13 Et j’ai vu qu’il existe un avantage {yitron: supériorité affirmée} à la sagesse {khokhmah: capacité de jugement éclairé} sur la folie, comme la lumière sur les ténèbres.
14 Le sage a ses yeux dans sa tête {rosh: siège de la réflexion}, tandis que l’insensé marche dans l’obscurité. Mais j’ai aussi compris que le même événement {mikreh: occurrence inéluctable} touche tous.
15 Et j’ai dit en mon cœur : « Comme il arrive au sot {kesil: insensé}, il m’arrivera aussi ; alors pourquoi ai-je été plus sage {khakamti: ai-je acquis la sagesse} ? » Et j’ai parlé en mon cœur que ceci aussi est vanité {hevel: absence de substance}.
16 Car la mémoire {zikhron : souvenir pérenne} du sage n’est pas plus éternelle que celle de l’insensé ; puisque déjà, dans les jours qui viennent, tout est oublié {nishkakh : effacement définitif}. Eh quoi ! Le sage meurt aussi bien que l’insensé.
17 Et j’ai haï la vie, car l’action accomplie sous le soleil m’a déplu ; tout est vanité {hevel : néant, sans substance} et poursuite du vent {ruach : souffle, esprit, éphémère}.
18 J'ai haï tout mon travail {amal: effort pénible} que j'ai accompli sous le soleil, car je devrai le laisser à l'homme {adam: être humain} qui me succédera.
19 Et qui sait si ce sera un sage {hekhakham: personne avisée} ou un insensé ? Et il dominera sur tout mon travail pour lequel j’ai peiné et agi sagement sous le soleil. Ceci aussi est vanité {havel: choses éphémères}.
20 Alors, je me suis tourné vers le désespoir {leya’esh: perdre espoir total} dans mon cœur, à cause de tout le labeur {amal: peine pénible} que j’avais accompli sous le soleil.
21 Car il existe un homme qui a travaillé avec sagesse {chokhmah: capacité de discernement}, avec connaissance et avec habileté, mais il laisse sa part à un homme qui n’a pas travaillé pour elle.

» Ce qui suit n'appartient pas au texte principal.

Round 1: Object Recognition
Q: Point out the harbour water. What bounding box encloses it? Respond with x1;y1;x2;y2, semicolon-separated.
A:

Cela aussi est vanité et un grand mal {ra'ah: calamité évidente}.
22 Car que revient-il à l’homme {adam: être humain} de tout son travail et de la préoccupation de son cœur {lev: centre des pensées}, à quoi il se donne tant de peine sous le soleil ?
23 Car tous ses jours ne sont que douleurs {mach'ovim: souffrance intense} et son occupation n’est que chagrin ; même la nuit, son cœur ne trouve pas de repos. Cela aussi est vanité {hevel: futilité passagère}.
24 Il n’y a rien de meilleur pour l’homme que de manger, de boire et de faire jouir son âme du bien dans son travail ; cela aussi, moi, je l’ai vu : c’est de la main {yad: pouvoir et autorité} de Dieu {Elohim, Donateur de Bienfaits}.
25 Car qui pourrait manger {yokhal: consommation littérale} et qui pourrait éprouver du plaisir, hors de moi {mimmeni: sans mon implication} ?
26 Car, Dieu {Elohim, Juge Souverain} a donné à l’homme qui lui est agréable la sagesse, la connaissance et la joie ; mais il a confié au pécheur l’affaire de recueillir et d’amasser, afin d’offrir ces biens à celui qui est bon devant Dieu. Cela aussi est vanité {hevel: Futilité Intrinsèque} et poursuite du vent.